DILI, 25 Juni 2026 (TATOLI) – Timor-Leste dan Australia memperkuat kemitraan strategis kedua negara melalui penandatanganan Nota Kesepahaman (Memorandum of Understanding/MoU) tentang pelembagaan Dialog Pejabat Tinggi (Senior Officials’ Talks atau SOTs), sekaligus menegaskan komitmen bersama untuk memperluas kerja sama di berbagai bidang prioritas.
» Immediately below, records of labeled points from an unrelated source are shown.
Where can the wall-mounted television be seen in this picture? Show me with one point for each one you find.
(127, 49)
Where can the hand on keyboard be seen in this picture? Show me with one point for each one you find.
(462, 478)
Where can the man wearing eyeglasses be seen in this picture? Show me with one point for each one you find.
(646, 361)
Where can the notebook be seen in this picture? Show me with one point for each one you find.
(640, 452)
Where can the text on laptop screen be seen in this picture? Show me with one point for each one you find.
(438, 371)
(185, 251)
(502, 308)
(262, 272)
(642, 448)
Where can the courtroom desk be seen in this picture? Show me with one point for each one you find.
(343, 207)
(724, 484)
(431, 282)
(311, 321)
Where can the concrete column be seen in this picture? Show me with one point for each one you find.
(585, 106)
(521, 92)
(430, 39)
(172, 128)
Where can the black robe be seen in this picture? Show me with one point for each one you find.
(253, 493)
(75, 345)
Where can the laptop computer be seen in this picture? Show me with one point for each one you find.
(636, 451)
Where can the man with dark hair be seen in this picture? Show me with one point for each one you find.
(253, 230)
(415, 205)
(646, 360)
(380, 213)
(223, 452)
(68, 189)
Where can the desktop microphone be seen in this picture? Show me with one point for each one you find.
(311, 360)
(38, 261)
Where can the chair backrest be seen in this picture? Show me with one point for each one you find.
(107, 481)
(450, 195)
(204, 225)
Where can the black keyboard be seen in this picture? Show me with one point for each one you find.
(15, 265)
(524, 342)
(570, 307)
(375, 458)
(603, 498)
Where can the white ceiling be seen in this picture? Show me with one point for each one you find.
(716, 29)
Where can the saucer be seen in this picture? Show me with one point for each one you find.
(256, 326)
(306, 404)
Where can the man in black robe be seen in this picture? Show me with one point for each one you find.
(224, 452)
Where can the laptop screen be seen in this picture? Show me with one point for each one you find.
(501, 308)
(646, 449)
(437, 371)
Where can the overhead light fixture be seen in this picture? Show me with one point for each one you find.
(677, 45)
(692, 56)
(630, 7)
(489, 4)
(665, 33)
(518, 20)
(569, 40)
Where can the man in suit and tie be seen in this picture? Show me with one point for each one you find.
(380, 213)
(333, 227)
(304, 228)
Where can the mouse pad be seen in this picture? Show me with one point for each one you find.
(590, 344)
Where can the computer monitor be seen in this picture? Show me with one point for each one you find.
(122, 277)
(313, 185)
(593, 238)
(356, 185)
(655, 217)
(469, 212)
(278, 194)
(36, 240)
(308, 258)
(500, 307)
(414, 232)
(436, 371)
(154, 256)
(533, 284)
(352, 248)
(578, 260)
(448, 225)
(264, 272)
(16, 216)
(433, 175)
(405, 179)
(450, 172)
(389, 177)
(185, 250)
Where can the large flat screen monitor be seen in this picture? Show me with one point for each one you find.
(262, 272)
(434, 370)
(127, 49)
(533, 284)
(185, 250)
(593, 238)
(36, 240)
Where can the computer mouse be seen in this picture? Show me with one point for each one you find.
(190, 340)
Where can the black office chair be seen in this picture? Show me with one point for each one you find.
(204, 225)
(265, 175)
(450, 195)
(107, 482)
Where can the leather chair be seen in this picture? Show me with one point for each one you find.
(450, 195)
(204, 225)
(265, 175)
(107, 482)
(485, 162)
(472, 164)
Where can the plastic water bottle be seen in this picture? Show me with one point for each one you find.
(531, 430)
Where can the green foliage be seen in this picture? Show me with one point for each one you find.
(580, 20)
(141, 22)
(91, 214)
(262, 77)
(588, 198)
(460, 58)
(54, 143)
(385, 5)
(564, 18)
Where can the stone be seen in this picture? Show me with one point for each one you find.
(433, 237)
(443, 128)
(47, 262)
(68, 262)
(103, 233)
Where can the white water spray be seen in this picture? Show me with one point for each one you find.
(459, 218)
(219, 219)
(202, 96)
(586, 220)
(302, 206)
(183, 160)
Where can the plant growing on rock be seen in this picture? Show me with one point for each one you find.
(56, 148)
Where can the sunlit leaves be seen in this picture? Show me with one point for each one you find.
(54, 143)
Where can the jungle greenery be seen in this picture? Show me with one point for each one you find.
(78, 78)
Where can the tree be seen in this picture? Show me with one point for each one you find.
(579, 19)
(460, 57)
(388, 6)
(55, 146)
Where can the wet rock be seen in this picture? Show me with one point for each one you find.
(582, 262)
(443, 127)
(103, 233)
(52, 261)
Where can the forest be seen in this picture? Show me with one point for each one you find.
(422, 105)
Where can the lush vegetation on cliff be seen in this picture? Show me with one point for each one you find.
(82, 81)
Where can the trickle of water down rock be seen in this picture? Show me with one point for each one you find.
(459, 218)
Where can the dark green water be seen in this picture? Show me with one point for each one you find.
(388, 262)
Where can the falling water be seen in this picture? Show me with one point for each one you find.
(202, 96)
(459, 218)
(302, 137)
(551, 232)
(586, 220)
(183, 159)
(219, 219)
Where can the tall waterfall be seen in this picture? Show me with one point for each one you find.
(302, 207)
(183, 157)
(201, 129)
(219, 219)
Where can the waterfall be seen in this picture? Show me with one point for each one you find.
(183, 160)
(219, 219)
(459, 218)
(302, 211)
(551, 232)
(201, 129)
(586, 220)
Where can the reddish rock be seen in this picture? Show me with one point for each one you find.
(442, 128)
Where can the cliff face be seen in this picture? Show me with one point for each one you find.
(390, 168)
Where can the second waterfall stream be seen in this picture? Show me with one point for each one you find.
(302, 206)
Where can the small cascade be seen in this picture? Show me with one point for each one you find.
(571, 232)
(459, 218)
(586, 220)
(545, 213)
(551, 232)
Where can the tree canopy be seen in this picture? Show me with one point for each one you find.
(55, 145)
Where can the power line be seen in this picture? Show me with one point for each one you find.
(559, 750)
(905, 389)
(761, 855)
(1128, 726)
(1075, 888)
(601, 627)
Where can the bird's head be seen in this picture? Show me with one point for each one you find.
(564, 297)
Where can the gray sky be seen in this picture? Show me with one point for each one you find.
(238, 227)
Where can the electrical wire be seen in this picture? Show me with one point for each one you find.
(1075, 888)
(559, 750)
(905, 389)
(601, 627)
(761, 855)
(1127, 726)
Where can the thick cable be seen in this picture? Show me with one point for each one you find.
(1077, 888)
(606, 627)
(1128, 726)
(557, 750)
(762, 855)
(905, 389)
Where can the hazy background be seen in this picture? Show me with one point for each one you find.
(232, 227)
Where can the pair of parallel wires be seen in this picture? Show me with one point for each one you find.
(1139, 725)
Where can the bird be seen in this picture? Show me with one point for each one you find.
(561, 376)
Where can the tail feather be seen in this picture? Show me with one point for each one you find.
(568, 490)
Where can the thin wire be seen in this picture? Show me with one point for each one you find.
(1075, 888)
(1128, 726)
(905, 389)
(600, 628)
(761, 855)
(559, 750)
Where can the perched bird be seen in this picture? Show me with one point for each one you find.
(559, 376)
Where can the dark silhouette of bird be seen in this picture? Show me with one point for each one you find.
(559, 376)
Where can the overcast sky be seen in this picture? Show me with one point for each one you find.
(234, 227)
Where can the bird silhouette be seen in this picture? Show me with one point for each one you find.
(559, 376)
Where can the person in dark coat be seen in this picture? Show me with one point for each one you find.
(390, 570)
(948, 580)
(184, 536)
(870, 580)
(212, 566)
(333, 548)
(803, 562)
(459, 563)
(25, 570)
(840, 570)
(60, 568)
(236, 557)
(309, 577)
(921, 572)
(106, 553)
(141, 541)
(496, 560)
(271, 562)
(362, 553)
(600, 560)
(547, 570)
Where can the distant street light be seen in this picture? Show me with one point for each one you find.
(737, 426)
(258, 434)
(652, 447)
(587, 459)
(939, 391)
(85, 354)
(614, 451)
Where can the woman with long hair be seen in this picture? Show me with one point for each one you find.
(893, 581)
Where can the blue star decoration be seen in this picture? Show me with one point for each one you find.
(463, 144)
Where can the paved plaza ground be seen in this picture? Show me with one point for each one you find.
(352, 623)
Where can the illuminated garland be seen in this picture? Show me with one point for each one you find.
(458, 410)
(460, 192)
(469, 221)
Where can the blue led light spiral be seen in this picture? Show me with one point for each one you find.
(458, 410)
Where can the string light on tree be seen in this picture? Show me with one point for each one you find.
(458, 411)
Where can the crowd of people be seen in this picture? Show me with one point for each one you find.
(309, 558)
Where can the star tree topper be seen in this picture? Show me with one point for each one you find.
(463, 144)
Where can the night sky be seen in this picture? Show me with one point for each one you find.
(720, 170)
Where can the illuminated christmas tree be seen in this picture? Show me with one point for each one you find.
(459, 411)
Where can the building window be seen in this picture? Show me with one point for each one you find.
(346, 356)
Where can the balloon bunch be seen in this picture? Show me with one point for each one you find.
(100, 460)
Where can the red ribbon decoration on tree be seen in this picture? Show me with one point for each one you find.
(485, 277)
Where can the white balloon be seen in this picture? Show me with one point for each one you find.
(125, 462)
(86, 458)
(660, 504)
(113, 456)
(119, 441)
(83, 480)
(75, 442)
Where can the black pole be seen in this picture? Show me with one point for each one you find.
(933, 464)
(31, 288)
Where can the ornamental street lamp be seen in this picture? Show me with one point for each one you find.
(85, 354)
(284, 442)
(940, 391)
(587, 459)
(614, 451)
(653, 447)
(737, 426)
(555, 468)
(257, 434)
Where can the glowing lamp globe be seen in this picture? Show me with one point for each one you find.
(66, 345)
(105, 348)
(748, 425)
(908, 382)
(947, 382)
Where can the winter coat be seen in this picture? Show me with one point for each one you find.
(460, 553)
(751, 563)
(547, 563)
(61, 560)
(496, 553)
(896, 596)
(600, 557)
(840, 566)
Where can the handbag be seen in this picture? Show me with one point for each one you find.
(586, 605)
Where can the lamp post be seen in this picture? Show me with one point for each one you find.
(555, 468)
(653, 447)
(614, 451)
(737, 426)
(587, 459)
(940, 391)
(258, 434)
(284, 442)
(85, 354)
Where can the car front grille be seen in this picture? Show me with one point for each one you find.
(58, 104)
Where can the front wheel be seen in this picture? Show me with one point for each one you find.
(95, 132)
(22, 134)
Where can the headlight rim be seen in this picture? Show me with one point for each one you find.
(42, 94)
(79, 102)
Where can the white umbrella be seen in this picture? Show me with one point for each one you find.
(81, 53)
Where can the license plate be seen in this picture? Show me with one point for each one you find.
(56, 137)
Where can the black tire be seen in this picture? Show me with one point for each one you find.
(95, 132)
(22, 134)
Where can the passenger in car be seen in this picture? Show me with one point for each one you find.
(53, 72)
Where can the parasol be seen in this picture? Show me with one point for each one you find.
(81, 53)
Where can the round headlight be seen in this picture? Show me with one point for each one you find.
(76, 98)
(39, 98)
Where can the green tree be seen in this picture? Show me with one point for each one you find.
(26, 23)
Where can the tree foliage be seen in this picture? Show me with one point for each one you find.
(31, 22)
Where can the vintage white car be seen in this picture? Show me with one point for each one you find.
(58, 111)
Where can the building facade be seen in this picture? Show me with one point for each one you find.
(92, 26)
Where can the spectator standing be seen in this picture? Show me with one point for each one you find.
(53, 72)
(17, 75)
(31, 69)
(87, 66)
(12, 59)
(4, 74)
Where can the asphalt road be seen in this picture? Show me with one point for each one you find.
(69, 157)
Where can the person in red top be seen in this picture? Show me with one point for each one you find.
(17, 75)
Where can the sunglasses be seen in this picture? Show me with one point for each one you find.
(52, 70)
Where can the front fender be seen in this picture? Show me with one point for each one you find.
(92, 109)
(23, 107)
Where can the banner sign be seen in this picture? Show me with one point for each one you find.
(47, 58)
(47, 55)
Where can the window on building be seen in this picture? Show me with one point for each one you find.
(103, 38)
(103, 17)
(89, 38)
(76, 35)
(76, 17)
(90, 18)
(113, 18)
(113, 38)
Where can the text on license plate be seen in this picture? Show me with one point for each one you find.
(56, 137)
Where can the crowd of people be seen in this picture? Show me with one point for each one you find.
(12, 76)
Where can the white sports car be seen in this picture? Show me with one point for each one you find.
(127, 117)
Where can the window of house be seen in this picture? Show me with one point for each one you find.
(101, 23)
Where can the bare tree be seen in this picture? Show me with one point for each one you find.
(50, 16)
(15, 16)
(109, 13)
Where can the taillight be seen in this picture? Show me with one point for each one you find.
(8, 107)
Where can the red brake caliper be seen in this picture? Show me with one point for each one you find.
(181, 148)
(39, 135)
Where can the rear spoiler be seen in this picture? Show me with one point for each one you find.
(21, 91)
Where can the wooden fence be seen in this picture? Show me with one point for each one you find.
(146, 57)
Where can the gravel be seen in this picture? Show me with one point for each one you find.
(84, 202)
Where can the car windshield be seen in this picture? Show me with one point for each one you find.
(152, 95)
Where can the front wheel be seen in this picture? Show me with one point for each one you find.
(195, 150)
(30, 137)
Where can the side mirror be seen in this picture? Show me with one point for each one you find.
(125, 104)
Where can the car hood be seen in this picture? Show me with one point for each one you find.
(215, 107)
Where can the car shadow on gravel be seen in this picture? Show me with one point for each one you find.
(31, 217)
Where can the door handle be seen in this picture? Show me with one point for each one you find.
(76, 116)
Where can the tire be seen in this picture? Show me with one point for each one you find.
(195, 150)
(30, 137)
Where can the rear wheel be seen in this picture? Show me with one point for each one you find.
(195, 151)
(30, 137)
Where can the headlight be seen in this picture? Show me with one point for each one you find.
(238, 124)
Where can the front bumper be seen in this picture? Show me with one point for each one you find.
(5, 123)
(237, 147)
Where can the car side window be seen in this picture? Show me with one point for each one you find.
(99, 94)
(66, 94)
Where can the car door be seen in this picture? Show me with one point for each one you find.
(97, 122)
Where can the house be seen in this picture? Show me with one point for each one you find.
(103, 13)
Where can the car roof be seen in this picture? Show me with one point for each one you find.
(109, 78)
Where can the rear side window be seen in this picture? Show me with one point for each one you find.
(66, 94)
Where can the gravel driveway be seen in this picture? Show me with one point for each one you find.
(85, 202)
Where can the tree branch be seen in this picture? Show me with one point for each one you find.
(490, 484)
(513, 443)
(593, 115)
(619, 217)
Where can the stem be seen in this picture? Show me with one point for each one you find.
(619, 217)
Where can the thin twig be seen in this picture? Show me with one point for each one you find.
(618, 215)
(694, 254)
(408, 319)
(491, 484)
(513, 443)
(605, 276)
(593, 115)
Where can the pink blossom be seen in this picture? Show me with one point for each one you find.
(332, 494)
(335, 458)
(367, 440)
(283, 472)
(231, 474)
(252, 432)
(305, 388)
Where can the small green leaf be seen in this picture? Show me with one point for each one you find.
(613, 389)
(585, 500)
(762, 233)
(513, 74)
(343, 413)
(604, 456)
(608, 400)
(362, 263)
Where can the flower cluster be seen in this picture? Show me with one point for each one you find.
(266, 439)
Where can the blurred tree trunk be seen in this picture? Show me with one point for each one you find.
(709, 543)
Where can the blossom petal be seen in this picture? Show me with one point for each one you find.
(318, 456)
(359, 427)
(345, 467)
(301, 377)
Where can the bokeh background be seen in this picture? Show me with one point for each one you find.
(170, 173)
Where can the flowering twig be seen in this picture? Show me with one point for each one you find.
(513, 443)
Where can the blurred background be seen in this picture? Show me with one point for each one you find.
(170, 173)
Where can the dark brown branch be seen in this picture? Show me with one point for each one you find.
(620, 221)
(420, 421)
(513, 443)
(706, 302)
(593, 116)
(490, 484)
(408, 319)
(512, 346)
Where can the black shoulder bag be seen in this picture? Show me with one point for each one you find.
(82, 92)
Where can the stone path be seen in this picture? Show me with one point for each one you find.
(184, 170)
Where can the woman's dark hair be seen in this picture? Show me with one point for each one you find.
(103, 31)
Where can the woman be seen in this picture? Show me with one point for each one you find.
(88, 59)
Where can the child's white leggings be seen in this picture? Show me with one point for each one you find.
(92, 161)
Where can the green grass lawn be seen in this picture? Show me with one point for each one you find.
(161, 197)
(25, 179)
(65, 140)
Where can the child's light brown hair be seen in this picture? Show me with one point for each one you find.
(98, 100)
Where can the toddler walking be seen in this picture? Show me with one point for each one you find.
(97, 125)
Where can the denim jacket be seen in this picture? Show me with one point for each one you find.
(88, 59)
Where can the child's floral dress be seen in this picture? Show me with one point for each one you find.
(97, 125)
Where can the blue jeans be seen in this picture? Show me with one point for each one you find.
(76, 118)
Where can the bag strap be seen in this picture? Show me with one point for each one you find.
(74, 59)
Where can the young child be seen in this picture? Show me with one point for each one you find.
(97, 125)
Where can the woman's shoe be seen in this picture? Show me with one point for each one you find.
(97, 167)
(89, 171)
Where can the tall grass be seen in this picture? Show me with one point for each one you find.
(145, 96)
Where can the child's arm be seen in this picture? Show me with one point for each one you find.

MoU tersebut ditandatangani oleh Menteri Luar Negeri dan Kerja Sama Timor-Leste, Bendito dos Santos Freitas, dan Menteri Luar Negeri Australia, Senator Penny Wong, di Canberra, Australia, Rabu (24/06). Berdasarkan siaran pers MNEC (Kementerian Luar Negeri dan Kerjasama), disebutkan penandatanganan itu menjadi tonggak penting dalam implementasi Kemitraan Baru untuk Era Baru (Parceria Foun ba Era Foun), yang diluncurkan oleh Perdana Menteri Timor-Leste, Kay Rala Xanana Gusmão, dan Perdana Menteri Australia, Anthony Albanese, saat kunjungan resmi Albanese ke Timor-Leste pada Januari 2026.
Sesuai deklarasi bersama kedua negara, Menteri Luar Negeri Timor-Leste dan Australia diberi mandat untuk mengoordinasikan penyusunan Rencana Aksi Bersama serta memantau pelaksanaannya melalui pertemuan tahunan para pejabat tinggi.
Melalui MoU tersebut, kedua negara membentuk mekanisme yang lebih terstruktur guna memperkuat kerja sama bilateral, mempererat hubungan antarlembaga, serta mendorong hasil nyata di bidang politik, ekonomi, keamanan, dan hubungan antarmasyarakat.
Usai penandatanganan, Menteri Bendito dan Menteri Penny Wong menggelar pertemuan bilateral dalam jamuan sarapan kerja. Keduanya meninjau kemajuan pelaksanaan Kemitraan Baru untuk Era Baru, membahas prioritas Rencana Aksi Bersama, serta mengeksplorasi peluang kerja sama baru.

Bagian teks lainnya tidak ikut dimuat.